I’ll be honest — I don’t think there’s a checklist here. I think we all have our own style as investors. We all resonate with different things.
We generally tend to really love founders who are product visionaries, have a deep sense of customer empathy, and are able to go and reflect that in the product. Oftentimes they are also infinite learners, just as we are.
In general, Greylock wants to help founders realize their potential and realize greatness, and I think that comes in different flavors. So I really don’t want to give a packaged answer here. With our style, and infrastructure of investing — we have a large fund — we make a very concentrated set of investments. And so we need to be able to see pretty massive, outlier potential to move the needle on our fund.
Even for founders that we see during the early days, although they may be narrowly focused on executing for the near term when we meet them, they are also usually thinking on a much longer term scale. They can articulate what the world looks like, in 5, 10, or 20 years. That foresight is something we really look for.

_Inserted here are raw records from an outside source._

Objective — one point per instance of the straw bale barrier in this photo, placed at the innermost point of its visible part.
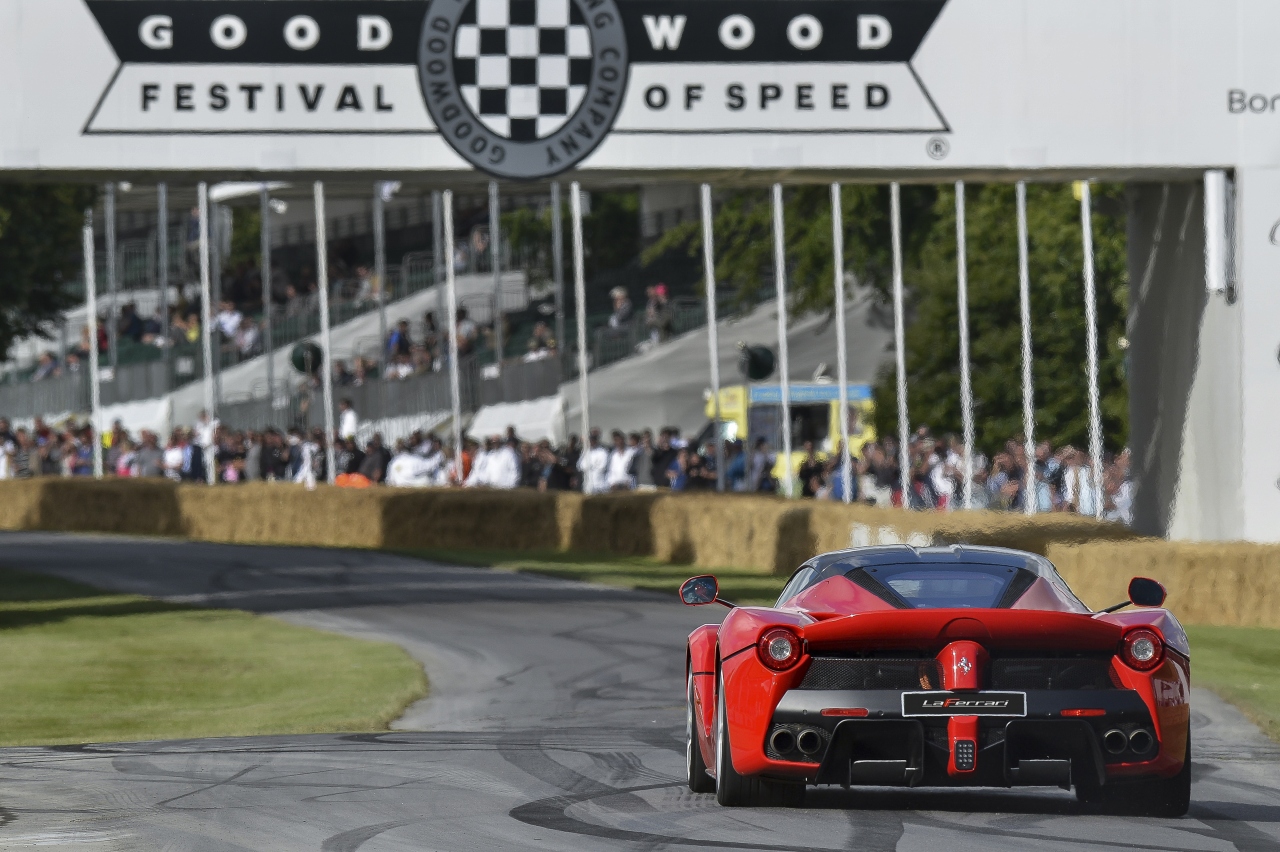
(1233, 583)
(1228, 583)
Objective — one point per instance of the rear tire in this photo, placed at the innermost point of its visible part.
(745, 791)
(699, 779)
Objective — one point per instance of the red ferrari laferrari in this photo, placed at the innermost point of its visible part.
(941, 667)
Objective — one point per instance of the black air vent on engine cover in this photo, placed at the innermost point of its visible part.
(842, 673)
(1054, 673)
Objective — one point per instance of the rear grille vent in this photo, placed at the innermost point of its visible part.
(842, 673)
(1051, 674)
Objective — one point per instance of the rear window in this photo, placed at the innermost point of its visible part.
(945, 587)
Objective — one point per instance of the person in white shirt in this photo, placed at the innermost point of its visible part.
(503, 466)
(479, 475)
(347, 420)
(228, 320)
(618, 472)
(1079, 490)
(410, 470)
(206, 427)
(594, 465)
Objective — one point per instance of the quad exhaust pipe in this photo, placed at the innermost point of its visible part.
(1141, 741)
(782, 741)
(1115, 741)
(809, 742)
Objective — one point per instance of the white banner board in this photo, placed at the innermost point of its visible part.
(529, 88)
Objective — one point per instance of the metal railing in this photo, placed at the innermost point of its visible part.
(71, 393)
(417, 394)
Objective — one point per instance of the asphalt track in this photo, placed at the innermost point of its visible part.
(554, 723)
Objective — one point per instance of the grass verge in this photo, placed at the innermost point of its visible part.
(85, 665)
(626, 572)
(1242, 664)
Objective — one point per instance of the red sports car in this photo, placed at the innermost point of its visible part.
(942, 667)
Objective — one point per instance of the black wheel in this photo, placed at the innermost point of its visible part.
(699, 779)
(745, 791)
(1166, 797)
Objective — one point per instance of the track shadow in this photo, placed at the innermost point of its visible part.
(30, 599)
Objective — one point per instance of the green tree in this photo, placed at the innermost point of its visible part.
(246, 238)
(40, 252)
(1059, 358)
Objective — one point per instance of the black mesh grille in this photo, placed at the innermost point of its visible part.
(840, 673)
(1051, 674)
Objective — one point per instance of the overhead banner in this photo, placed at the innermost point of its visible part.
(533, 88)
(521, 88)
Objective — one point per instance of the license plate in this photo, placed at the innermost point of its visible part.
(964, 704)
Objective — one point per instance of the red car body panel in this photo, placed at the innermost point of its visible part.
(837, 617)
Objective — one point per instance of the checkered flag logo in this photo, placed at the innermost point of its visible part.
(522, 65)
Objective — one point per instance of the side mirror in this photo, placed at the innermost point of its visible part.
(1146, 592)
(699, 591)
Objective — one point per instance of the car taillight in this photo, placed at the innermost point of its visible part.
(778, 649)
(1143, 650)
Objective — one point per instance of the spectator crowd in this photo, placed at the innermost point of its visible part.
(1061, 477)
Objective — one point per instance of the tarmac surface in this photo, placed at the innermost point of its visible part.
(554, 722)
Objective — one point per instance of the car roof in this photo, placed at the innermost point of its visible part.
(936, 555)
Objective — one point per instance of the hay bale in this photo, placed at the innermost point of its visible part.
(1234, 583)
(282, 513)
(19, 504)
(470, 518)
(129, 507)
(618, 523)
(752, 532)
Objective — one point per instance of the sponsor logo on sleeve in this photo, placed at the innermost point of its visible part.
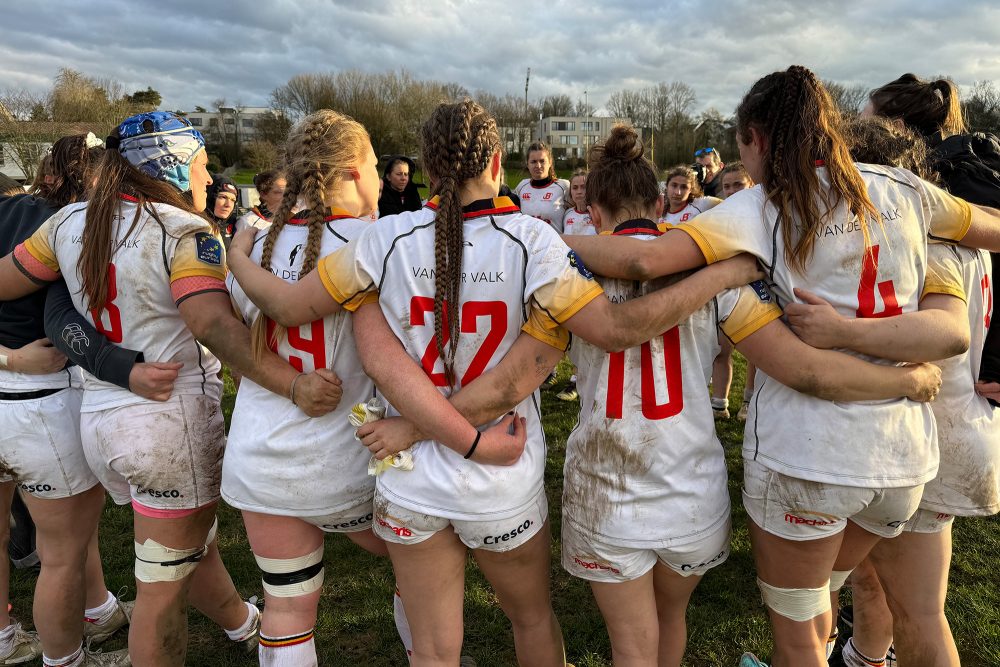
(208, 248)
(577, 263)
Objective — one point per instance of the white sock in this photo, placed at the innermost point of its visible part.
(74, 659)
(249, 625)
(402, 625)
(102, 612)
(854, 658)
(291, 651)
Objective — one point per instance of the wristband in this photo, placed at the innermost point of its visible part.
(291, 390)
(475, 443)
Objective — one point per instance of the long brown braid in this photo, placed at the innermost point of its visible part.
(458, 141)
(801, 125)
(320, 149)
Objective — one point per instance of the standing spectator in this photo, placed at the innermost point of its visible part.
(710, 159)
(222, 197)
(399, 192)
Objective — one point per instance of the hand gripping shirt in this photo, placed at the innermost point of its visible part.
(644, 468)
(278, 459)
(168, 256)
(510, 265)
(875, 443)
(968, 428)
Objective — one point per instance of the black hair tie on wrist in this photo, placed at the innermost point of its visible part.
(475, 443)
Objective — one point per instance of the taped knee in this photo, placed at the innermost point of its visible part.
(798, 604)
(155, 562)
(291, 577)
(838, 578)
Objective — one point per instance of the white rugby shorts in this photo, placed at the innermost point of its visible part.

Being at Greylock, you have the chance to work directly with some of the most iconic founders and companies in the world. What’s it like to be in such close proximity to industry defining leaders such as Reid Hoffman?

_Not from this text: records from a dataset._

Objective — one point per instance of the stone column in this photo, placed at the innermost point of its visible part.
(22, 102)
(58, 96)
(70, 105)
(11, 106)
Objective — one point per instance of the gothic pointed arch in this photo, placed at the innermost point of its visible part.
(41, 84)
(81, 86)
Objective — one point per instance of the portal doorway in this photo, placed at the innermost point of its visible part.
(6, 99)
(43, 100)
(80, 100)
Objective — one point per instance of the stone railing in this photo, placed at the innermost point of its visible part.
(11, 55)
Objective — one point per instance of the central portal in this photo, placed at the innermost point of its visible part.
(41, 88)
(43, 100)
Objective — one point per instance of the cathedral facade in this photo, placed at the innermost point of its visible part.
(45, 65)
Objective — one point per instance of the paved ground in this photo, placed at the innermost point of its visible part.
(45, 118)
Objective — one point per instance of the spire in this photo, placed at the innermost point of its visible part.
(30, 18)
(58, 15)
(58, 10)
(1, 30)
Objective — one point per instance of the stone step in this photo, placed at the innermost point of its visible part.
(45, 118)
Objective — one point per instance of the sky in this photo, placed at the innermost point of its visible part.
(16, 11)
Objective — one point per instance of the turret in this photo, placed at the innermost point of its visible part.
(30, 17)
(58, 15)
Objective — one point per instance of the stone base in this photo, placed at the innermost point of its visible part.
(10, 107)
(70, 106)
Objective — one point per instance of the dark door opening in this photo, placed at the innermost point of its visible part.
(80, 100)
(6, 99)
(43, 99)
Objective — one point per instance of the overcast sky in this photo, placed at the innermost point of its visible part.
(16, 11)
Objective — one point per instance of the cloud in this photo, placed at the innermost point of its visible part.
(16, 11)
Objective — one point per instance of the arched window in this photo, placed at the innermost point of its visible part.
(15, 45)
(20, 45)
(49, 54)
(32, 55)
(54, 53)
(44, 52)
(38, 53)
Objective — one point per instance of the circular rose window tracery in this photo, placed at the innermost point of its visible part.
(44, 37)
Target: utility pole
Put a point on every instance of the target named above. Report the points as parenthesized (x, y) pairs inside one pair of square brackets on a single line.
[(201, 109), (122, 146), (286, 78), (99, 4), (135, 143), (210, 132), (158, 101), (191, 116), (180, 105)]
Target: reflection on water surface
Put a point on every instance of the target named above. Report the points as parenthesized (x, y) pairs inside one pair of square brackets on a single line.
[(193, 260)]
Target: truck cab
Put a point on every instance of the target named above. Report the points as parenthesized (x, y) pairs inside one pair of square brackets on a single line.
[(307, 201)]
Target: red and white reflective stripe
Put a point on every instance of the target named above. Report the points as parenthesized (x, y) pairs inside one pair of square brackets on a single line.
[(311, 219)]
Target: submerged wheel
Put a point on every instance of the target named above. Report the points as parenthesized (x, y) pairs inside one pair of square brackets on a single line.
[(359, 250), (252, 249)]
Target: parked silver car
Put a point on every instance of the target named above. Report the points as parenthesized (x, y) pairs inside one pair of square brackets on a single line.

It’s another flavor of that learning I alluded to earlier. I’ve learned much more about networks and network effects. I think a lot of VCs like to use that term. But Reid created one of the most powerful network effects in existence at LinkedIn. He’s a pleasure to talk to about this stuff.
Ultimately we’re all colleagues. We’re all partners. The way we prosecute opportunities is we pull in whoever is going to represent the relevant subgroup to actually be the most valuable partners on the deal. We will generally look at things together. If it’s a consumer social play, I’ll loop in David Sze who was involved with our Facebook investment. If it’s a marketplace or another network-oriented business in the healthcare space, Reid may help our HealthTech team on it. If it’s commerce infrastructure, Sarah Guo — who is one of the best SaaS investors I know — will help with that. We all learn a lot from each other. And we all learn together.

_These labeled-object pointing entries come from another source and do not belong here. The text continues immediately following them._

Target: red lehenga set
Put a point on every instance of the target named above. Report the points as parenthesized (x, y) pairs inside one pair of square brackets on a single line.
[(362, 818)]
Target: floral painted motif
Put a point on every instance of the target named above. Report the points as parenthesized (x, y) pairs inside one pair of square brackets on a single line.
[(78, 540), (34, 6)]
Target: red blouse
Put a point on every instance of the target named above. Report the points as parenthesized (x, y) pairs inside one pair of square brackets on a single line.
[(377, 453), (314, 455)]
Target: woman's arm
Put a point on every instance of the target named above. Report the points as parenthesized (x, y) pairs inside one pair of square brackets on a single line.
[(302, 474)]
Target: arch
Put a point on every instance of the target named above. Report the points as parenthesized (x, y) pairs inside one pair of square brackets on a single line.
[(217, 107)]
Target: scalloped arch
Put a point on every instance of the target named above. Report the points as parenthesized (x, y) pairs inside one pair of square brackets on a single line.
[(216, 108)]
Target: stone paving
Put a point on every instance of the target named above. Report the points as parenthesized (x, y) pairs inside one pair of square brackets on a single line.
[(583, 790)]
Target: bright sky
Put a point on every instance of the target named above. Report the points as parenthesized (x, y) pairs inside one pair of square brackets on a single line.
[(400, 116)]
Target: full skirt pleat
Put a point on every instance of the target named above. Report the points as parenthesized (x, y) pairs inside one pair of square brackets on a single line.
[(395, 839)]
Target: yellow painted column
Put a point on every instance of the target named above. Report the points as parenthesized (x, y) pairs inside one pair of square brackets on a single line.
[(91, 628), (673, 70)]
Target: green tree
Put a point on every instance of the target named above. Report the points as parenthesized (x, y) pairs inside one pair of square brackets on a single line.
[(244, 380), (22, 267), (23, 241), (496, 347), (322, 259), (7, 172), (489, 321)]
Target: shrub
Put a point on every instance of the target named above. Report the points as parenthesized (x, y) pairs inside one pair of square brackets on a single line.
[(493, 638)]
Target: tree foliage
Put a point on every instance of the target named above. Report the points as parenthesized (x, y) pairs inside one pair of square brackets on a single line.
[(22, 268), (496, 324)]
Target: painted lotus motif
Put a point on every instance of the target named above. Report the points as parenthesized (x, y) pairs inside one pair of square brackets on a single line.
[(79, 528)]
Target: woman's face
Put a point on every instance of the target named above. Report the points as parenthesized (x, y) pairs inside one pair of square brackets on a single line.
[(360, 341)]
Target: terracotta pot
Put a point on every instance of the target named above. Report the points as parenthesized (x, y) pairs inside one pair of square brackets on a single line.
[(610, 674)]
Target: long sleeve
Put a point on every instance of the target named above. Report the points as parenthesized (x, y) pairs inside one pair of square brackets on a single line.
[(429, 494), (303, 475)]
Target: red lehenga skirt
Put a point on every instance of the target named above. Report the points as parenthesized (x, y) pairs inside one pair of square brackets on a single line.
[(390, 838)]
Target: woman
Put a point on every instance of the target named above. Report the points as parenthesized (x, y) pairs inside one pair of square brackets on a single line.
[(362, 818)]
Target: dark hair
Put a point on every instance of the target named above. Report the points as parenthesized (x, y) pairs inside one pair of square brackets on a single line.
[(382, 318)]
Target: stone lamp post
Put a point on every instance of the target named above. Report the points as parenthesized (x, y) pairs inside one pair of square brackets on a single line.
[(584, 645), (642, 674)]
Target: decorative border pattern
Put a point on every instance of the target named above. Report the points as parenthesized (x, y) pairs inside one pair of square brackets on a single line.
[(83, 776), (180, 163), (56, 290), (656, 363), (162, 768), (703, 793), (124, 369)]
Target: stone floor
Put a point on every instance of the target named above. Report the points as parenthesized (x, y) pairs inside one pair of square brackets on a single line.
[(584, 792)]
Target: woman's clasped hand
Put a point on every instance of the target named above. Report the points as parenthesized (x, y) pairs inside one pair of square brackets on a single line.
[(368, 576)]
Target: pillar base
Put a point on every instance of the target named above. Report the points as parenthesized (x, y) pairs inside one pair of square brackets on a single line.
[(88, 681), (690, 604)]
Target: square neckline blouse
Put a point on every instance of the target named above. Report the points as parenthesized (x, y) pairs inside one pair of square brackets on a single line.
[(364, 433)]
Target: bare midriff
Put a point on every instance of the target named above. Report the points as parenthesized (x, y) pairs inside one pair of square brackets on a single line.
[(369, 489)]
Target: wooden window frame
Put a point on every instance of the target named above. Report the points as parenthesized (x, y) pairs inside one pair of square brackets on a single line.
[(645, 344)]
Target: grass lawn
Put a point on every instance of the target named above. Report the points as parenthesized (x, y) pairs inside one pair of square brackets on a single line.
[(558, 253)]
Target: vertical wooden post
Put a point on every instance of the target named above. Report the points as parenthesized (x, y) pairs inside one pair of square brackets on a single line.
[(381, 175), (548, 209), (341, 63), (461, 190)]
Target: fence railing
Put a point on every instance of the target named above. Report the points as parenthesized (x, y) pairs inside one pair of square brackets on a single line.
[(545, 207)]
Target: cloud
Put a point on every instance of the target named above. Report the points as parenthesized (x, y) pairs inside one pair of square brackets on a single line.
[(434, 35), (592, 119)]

It’s nice to be at a firm that has some heritage. We’ve seen this business through multiple cycles before. And I think a lot of my partners have the maturity and the patience to share their experiences and learnings from the past, but also not be too wedded to it and recognize the future might look different. It’s good that there is always this delicate balance.
So in general there are a lot of special ways to learn here at Greylock and I’m not sure I’d necessarily get that at any partnership.
We’ve previously talked about your excitement for the Toronto startup community, which has a lot of fast-growing startups in the e-commerce space. What kinds of companies are you actively looking to connect with in our ecosystem and how can they reach you?
In general my focus is around everything related to commerce, marketplaces, and network-oriented businesses. This can include many things under the consumer vertical, for example.
Ours is a tight partnership and we cover a lot of surface area. Definitely keen to chat with founders who are working on that type of stuff I’m talking about today.
And e-mail and Twitter are the best ways to get in touch with me, which can both be found on our website.
As a parting gift, what’s one video, book or other resource that you’d like to leave our readers with that will make them smarter?
I should give a plug for my partner Reid’s podcast: Masters of Scale. It is genuinely a great pod.
I’ll do a plug for one of my former colleagues Kevin Kwok too, who I think is just an exceptionally smart person. He just enlisted a video series and started with Eugene Wei. I’m very excited that he’s moving over to YouTube. He’s definitely someone to keep an eye on. I think his content is going to be great.
At Greylock we’ve also been producing our own e-commerce content and podcasts with some regularity. This is an area that I’d be happy to hear ideas from founders on, and what they want to hear from us through that channel too.
This interview was edited for clarity.